The Benefits of Marrying a Demoness: The Hidimbā Episode in a Fifteenth-Century Hindi Mahābhārata.
Timeslot:07/27 | 15:30-15:50 UTC+2/CEST
One of the first extant complete Mahābhārata retellings in Classical Hindi is the Gwalior poet Vishnudās’ Pāndav-carit. This work was commissioned by the then-Tomar ruler Dungar Singh of Gwalior in 1435. The poet describes the Tomars as descendants of the epic heroes and explicitly compares his patron to Bhīma. This raises the issue of how the story changes when retold for rulers claiming descent from the Pāndavas.
This paper will focus on one of the episodes in which Bhīma figures importantly in the Vana-parvan, namely the meeting with the man-eating demon Hidimba, killed by Bhīma, and his sister Hidimbā, whom Bhīma ends up marrying and fathering a son with, who in turn will be a great ally in the war. This paper compares Vishnudās’ version of the episode with that of the Sanskrit critical edition.
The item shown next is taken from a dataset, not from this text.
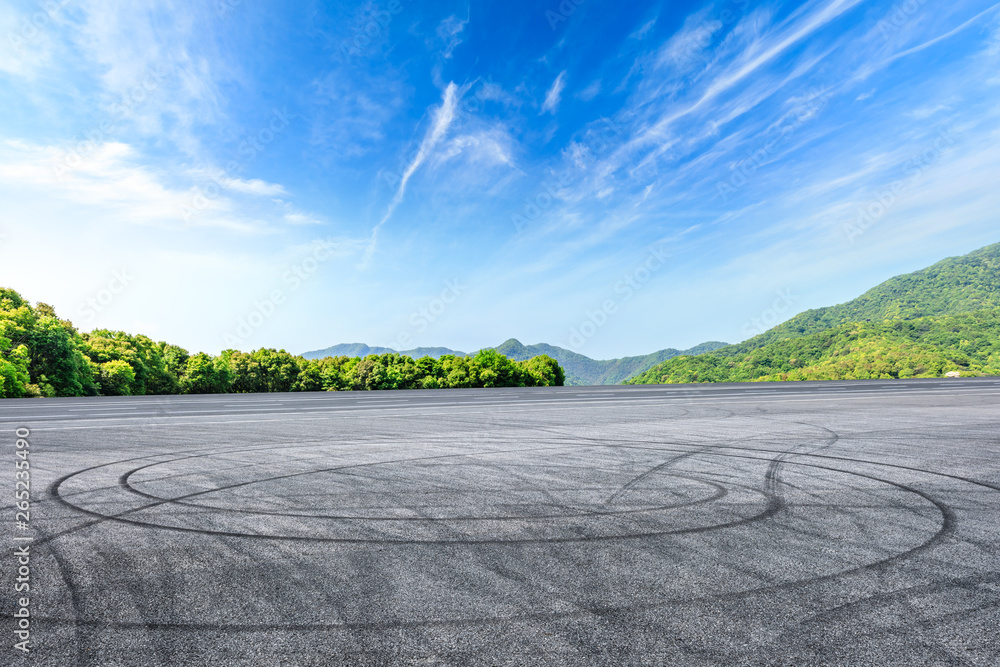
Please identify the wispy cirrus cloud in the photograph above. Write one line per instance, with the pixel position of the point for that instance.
(554, 95)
Different Mahābhāratas give a different take on this encounter of the epic heroes with the demonic ‘other’ (Richman 2004). On the one hand, the problematic of the neglect of the noble husband of his demonic wife and son is understood as a caste issue by contemporary authors (Narain 2003). On the other, it has been argued that the Sanskrit version of the story reveals a demonic aspect of Bhīma’s own nature (Gitomer 1991). There are several caste and tribal groups that see Bhīma as “theirs”, in some cases through tracing their descent to Bhīma’s wedding with Hidimbā (e.g., Channa 2005). This is all complicated by the fact that Hidimbā is worshiped as a goddess in her own right in the Himalaya, especially during the festival of Vijaya-dashamī (Halperin 2019). How to evaluate the fifteenth-century retelling against this background?